The document was released to creditors, employees and the Department of Public Enterprises for consultation.
Matuson and Dongwana have noted the media leak, cautioning against the interpretation of the proposed R21 billion plan as being set in stone. On Monday the practitioners were granted an extension to publish their final plan on June 8.
“Given that, it is a draft and has not received agreement or comment from any of the relevant affected persons we will not comment on the leaked draft to the media and will await input from the affected parties as is prescribed by the Companies Act,” Matuson and Dongwana said in a statement.
“To assume and comment on this draft as if it is the final version would be very irresponsible.”

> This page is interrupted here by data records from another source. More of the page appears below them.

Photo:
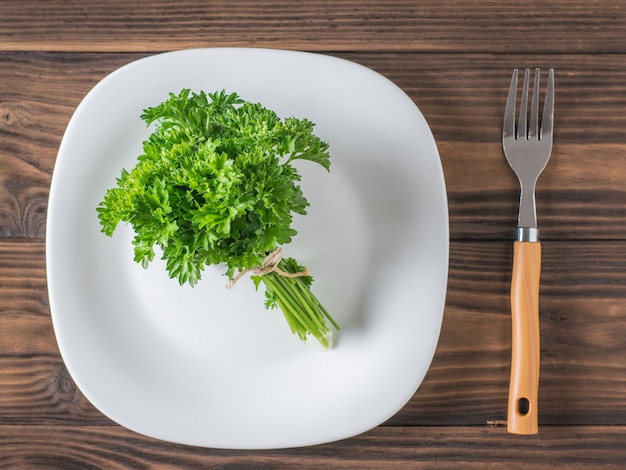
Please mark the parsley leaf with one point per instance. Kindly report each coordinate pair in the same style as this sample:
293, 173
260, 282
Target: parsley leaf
215, 184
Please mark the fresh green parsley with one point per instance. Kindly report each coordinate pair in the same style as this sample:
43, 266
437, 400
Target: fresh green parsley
216, 185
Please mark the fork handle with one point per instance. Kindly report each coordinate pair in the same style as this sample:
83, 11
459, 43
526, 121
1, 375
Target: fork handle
524, 384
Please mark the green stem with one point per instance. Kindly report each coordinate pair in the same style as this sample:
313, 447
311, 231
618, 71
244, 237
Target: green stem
303, 312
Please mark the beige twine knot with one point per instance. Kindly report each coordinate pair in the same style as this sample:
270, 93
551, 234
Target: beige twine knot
270, 265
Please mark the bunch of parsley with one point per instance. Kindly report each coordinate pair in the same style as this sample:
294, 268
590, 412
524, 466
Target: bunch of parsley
216, 185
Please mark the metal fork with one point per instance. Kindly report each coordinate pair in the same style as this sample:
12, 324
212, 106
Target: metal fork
527, 148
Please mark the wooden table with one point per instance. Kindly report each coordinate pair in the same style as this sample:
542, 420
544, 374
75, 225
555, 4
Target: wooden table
454, 59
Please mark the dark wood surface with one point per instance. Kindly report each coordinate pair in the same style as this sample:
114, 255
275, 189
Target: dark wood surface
454, 59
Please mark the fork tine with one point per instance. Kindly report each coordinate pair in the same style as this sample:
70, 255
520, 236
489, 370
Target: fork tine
508, 130
548, 109
522, 132
533, 127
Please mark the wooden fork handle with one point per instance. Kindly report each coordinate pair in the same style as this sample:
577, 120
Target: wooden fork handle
524, 384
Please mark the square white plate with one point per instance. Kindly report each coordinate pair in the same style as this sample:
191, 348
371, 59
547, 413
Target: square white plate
211, 367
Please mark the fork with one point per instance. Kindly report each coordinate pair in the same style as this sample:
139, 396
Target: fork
527, 148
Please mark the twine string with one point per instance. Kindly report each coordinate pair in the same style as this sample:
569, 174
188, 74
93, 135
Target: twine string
270, 265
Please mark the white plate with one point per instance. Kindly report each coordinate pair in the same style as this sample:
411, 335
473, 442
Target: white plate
210, 367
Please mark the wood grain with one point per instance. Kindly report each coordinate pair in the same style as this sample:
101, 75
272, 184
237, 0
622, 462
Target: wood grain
480, 447
580, 194
453, 58
583, 375
326, 25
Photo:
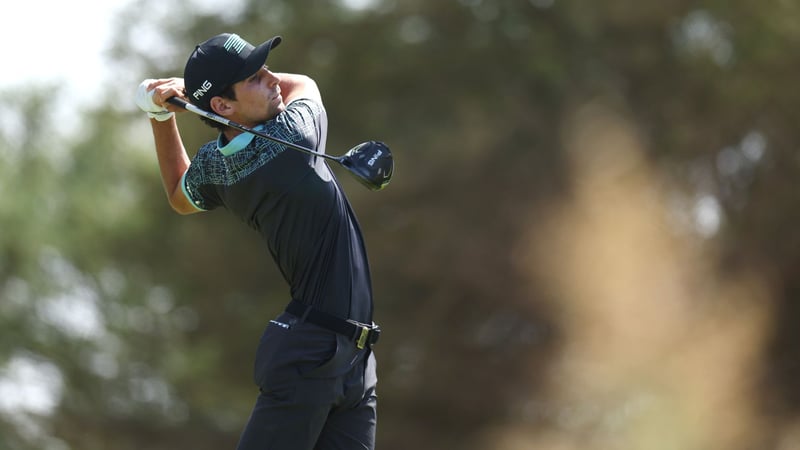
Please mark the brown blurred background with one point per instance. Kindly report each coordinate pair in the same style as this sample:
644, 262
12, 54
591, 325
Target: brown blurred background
588, 242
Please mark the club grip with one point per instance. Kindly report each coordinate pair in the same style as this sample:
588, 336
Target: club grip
177, 101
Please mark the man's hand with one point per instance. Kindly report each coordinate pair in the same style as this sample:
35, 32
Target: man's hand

“The extension will not stop the practitioners from continuing to take the necessary steps to progress SAA’s business rescue and will continue to take proactive steps to conserve cash and protect the interests of SAA”, concluded the BRPs.
According to the plan, the airline’s restructuring will require an initial capital injection of R2 billion.
Employee retrenchments packages are expected to come in at another R2 billion but this would not have to be paid immediately, with the rescue practitioners saying arrangements will be made with employees to defer the payment until the government provides an appropriation for the amount, or a strategic equity partner provides a cash injection to cover it.
An amount of R16.4 billion will go towards payment of SAA’s lenders and a minimum of R600 million will be needed to pay the general concurrent creditors.
Should this rescue plan be adopted government’s commitmet to SAA and the new airline will amount to R21 billion of which R16.4 billion was already appropriated in the February budget for historic debt.
In a statement released on Thursday, the DPE the government has not discussed the plan or taken any decisions on the proposals.
“The government has embraced the restructuring process as part of a path to a new, dynamic and financially viable airline that will serve South Africa’s economic and strategic interests,” said the department.
“We will review the Plan, explore various funding options, and communicate our decisions in due course.”
The airline, which last made a profit in 2011, has been in business rescue since December 2019. Since 2003 it has received over R31 billion in government bailouts and its recently-released financial statements reveal that SAA has made losses of R10.4 billion in the past two years.